当時俺は彼女と同棲していて、彼女は猫が大好きで毎日猫の動画を観ていた。
休憩時間のお昼休み。今日がエイプリルフールだってことを思い出すと彼女に冗談でメッセージを送った。
彼女はすぐに返事をよこし、えらく興奮した様子だった。
写真も要求されたのでネットで拾った適当な写真を送り、彼女はかわいい!とすぐに返事をしてきた。
そして、その子のことどうするの?と矢継ぎ早に聞いてきた。
「うちで飼うのはどうかな?」そう返すと彼女は歓喜し、本当に喜んでいるみたいだった。

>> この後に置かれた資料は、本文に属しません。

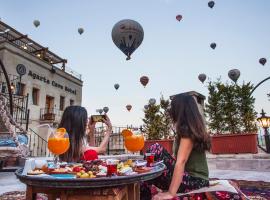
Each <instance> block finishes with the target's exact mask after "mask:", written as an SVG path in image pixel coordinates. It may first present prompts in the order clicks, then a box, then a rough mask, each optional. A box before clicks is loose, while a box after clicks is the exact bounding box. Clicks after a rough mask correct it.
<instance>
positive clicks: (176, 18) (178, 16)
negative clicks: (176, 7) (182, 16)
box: [175, 15, 183, 22]
mask: <svg viewBox="0 0 270 200" xmlns="http://www.w3.org/2000/svg"><path fill="white" fill-rule="evenodd" d="M175 18H176V20H178V21H179V22H180V21H181V19H182V18H183V17H182V15H176V17H175Z"/></svg>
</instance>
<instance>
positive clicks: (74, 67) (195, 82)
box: [0, 0, 270, 126]
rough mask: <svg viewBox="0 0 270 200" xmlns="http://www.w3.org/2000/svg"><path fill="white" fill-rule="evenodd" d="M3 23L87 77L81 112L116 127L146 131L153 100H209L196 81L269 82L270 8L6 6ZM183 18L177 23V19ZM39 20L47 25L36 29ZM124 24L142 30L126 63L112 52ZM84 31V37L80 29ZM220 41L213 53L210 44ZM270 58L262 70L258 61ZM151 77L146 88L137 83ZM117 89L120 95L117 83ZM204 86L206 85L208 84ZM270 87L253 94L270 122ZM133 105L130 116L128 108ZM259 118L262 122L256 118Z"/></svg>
mask: <svg viewBox="0 0 270 200" xmlns="http://www.w3.org/2000/svg"><path fill="white" fill-rule="evenodd" d="M0 3H1V4H0V18H1V20H2V21H3V22H5V23H7V24H9V25H10V26H11V27H14V28H15V29H17V30H18V31H20V32H21V33H23V34H28V36H29V37H30V38H32V39H33V40H35V41H37V42H38V43H40V44H41V45H43V46H46V47H49V49H50V50H51V51H52V52H54V53H56V54H57V55H59V56H60V57H62V58H66V59H67V60H68V64H67V66H68V67H70V68H72V69H74V70H75V71H77V72H78V73H80V74H82V79H83V82H84V83H83V95H82V106H84V107H86V108H87V110H88V114H89V115H91V114H96V109H98V108H103V107H104V106H108V107H109V108H110V111H109V113H108V114H109V116H110V118H111V121H112V123H113V125H115V126H126V125H131V124H133V125H134V126H136V125H137V126H138V125H141V124H142V118H143V117H144V113H143V106H144V105H145V104H147V102H148V100H149V99H150V98H156V99H157V100H158V99H159V98H160V96H161V95H163V96H164V97H165V98H168V97H169V96H170V95H173V94H178V93H182V92H187V91H191V90H192V91H193V90H194V91H197V92H199V93H201V94H203V95H205V96H207V95H208V91H207V85H206V84H202V83H201V82H200V81H199V80H198V78H197V77H198V75H199V74H200V73H205V74H206V75H207V77H208V78H209V80H216V79H217V78H219V77H221V79H222V81H224V82H226V81H230V79H229V78H228V75H227V74H228V71H229V70H230V69H239V70H240V71H241V76H240V78H239V80H238V82H239V83H242V82H243V81H245V82H249V81H251V82H252V83H253V84H254V85H256V84H257V83H258V82H260V81H261V80H263V79H264V78H266V77H269V76H270V73H269V72H270V23H269V21H270V12H269V10H270V1H269V0H237V1H236V0H216V1H215V3H216V4H215V6H214V8H213V9H210V8H209V7H208V6H207V3H208V1H207V0H147V1H146V0H136V1H134V0H133V1H132V0H114V1H112V0H111V1H109V0H107V1H106V0H46V1H41V0H40V1H37V0H0ZM178 14H180V15H182V16H183V19H182V20H181V21H180V22H178V21H177V20H176V19H175V17H176V15H178ZM35 19H38V20H39V21H40V23H41V25H40V26H39V27H38V28H35V27H34V26H33V20H35ZM122 19H133V20H135V21H137V22H139V23H140V24H141V26H142V27H143V29H144V40H143V42H142V44H141V46H140V47H139V48H138V49H137V50H136V51H135V52H134V53H133V54H132V56H131V57H132V59H131V60H129V61H126V59H125V58H126V56H125V55H124V54H123V53H122V52H121V51H120V50H119V49H118V48H117V47H116V46H115V45H114V43H113V41H112V38H111V30H112V28H113V26H114V24H115V23H117V22H118V21H120V20H122ZM79 27H83V28H84V30H85V32H84V33H83V34H82V35H79V34H78V32H77V29H78V28H79ZM212 42H215V43H216V44H217V47H216V49H215V50H212V49H211V48H210V47H209V45H210V43H212ZM261 57H265V58H266V59H268V62H267V63H266V64H265V65H264V66H262V65H260V64H259V62H258V60H259V58H261ZM143 75H146V76H148V77H149V79H150V81H149V84H148V85H147V86H146V88H144V87H143V86H142V85H141V84H140V82H139V79H140V77H141V76H143ZM115 83H119V84H120V88H119V89H118V90H117V91H116V90H115V89H114V84H115ZM205 83H206V82H205ZM267 93H270V81H266V82H265V83H264V84H262V85H261V86H260V87H258V89H257V90H256V91H255V92H254V94H253V95H254V97H255V98H256V101H255V110H256V111H257V112H258V113H259V112H260V111H261V109H262V108H263V109H264V110H265V111H266V113H267V114H269V115H270V101H269V100H268V98H267V95H266V94H267ZM127 104H131V105H132V106H133V108H132V110H131V111H130V112H128V111H127V110H126V105H127ZM258 116H259V115H258Z"/></svg>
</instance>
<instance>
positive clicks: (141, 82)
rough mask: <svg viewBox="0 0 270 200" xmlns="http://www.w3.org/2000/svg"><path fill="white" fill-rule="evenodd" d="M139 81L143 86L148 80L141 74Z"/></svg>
mask: <svg viewBox="0 0 270 200" xmlns="http://www.w3.org/2000/svg"><path fill="white" fill-rule="evenodd" d="M140 82H141V84H142V85H143V86H144V87H145V86H146V85H147V84H148V82H149V78H148V77H147V76H142V77H141V78H140Z"/></svg>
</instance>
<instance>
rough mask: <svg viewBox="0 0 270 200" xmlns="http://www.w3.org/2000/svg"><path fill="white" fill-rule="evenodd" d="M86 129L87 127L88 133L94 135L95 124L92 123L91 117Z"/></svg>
mask: <svg viewBox="0 0 270 200" xmlns="http://www.w3.org/2000/svg"><path fill="white" fill-rule="evenodd" d="M87 127H88V131H89V133H94V130H95V127H96V122H95V121H93V119H92V117H90V118H89V119H88V125H87Z"/></svg>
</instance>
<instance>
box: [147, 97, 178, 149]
mask: <svg viewBox="0 0 270 200" xmlns="http://www.w3.org/2000/svg"><path fill="white" fill-rule="evenodd" d="M169 106H170V101H169V100H165V99H164V97H163V96H161V98H160V104H156V102H155V101H153V100H152V101H151V100H150V101H149V103H148V105H146V106H145V109H144V118H143V122H144V124H143V132H144V135H145V137H146V141H145V145H144V148H143V150H142V152H143V153H145V151H146V149H147V148H149V147H150V146H151V145H152V144H155V143H159V144H160V145H162V146H163V147H164V148H165V149H166V150H167V151H168V152H169V153H170V154H172V153H173V152H172V148H173V141H174V140H173V139H171V136H172V133H171V119H170V117H169V113H168V109H169Z"/></svg>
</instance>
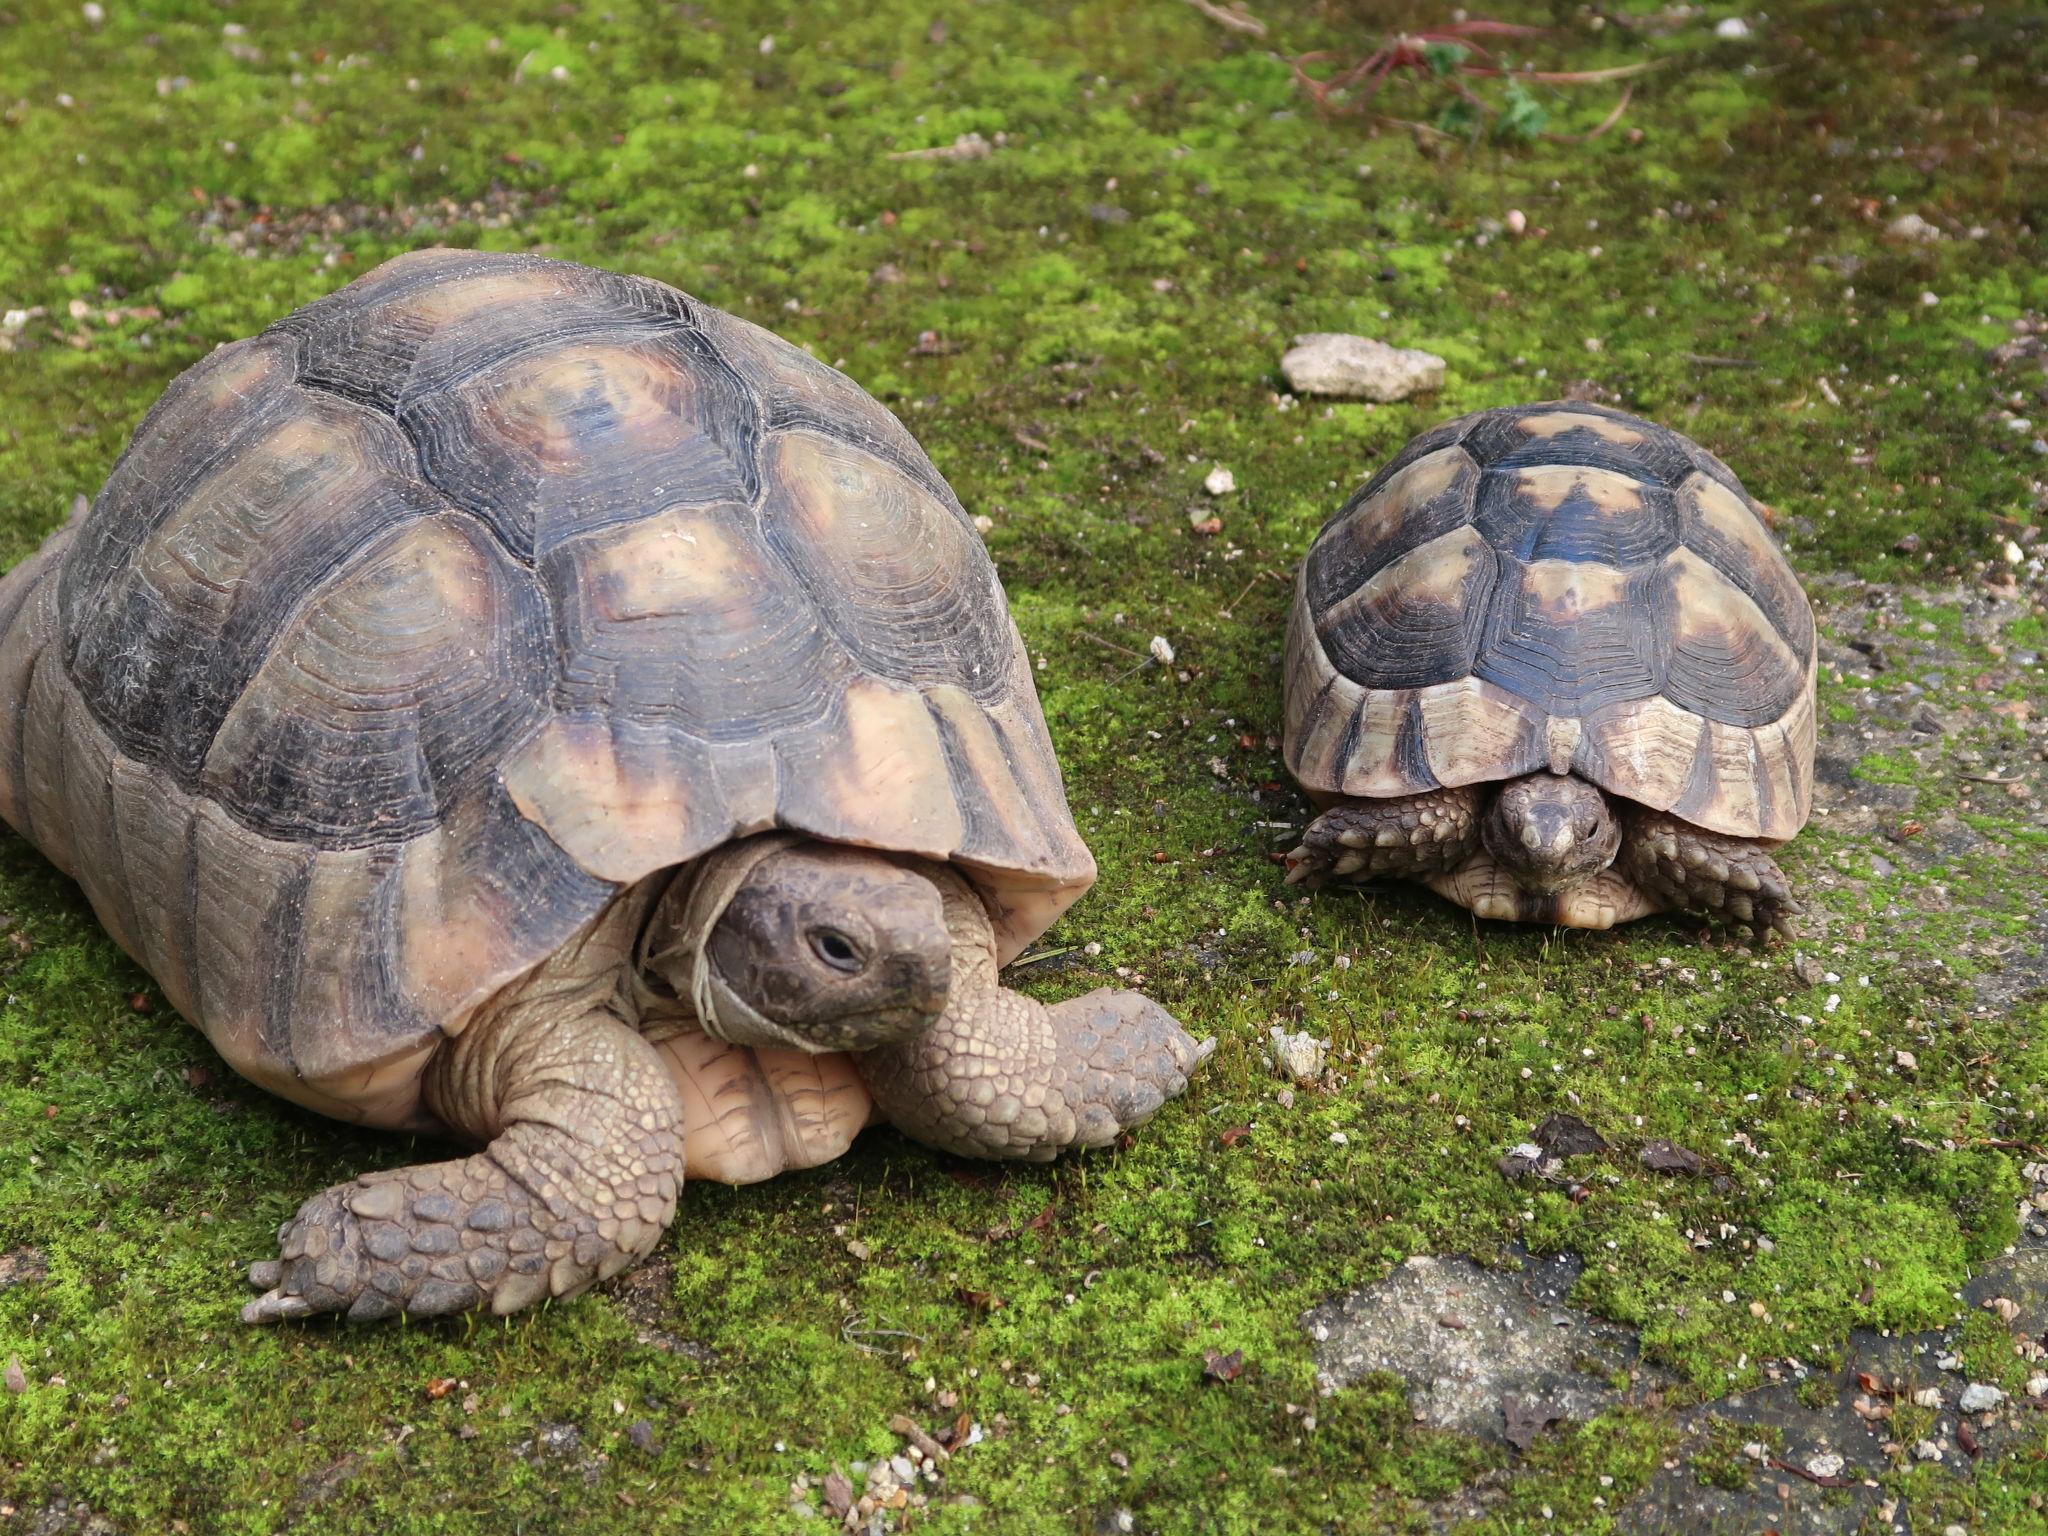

なんだか嘘だと打ち明けにくくなってきていて、少しすると猫のご飯やらお皿やら猫のトイレやら色々な写真が送られてきた。
一通り買ってきたから準備は出来てるよ!と彼女から連絡が来た時にはいよいよ肝を冷やし、どうしたものかと内心非常に焦った。
これはもう後には引けないな、それなら…決心すると仕事帰りペットショップに寄り、送った写真に一番似ている猫を引き取った。
段ボールは軽くて子猫は大人しく、可愛かった。既に疲れているのかウトウトしていて気付けば眠りに落ちていた。起こさないよう、慎重に家まで運んだ。
家に着くと彼女が満面の笑みで出迎え、子猫を見ると声を上げそうになっていたけど寝ている姿を見て我慢した。
俺たちはスヤスヤ眠る子猫を見守り、この子の誕生日は引き取った日にすることにした。
だから今日。4月1日はあいつの誕生日だ。きっと妻がご馳走を用意している。
もしエイプリルフールがなければ俺の人生は変わっていただろう。
そう考えると、俺は嘘に感謝したいと思った。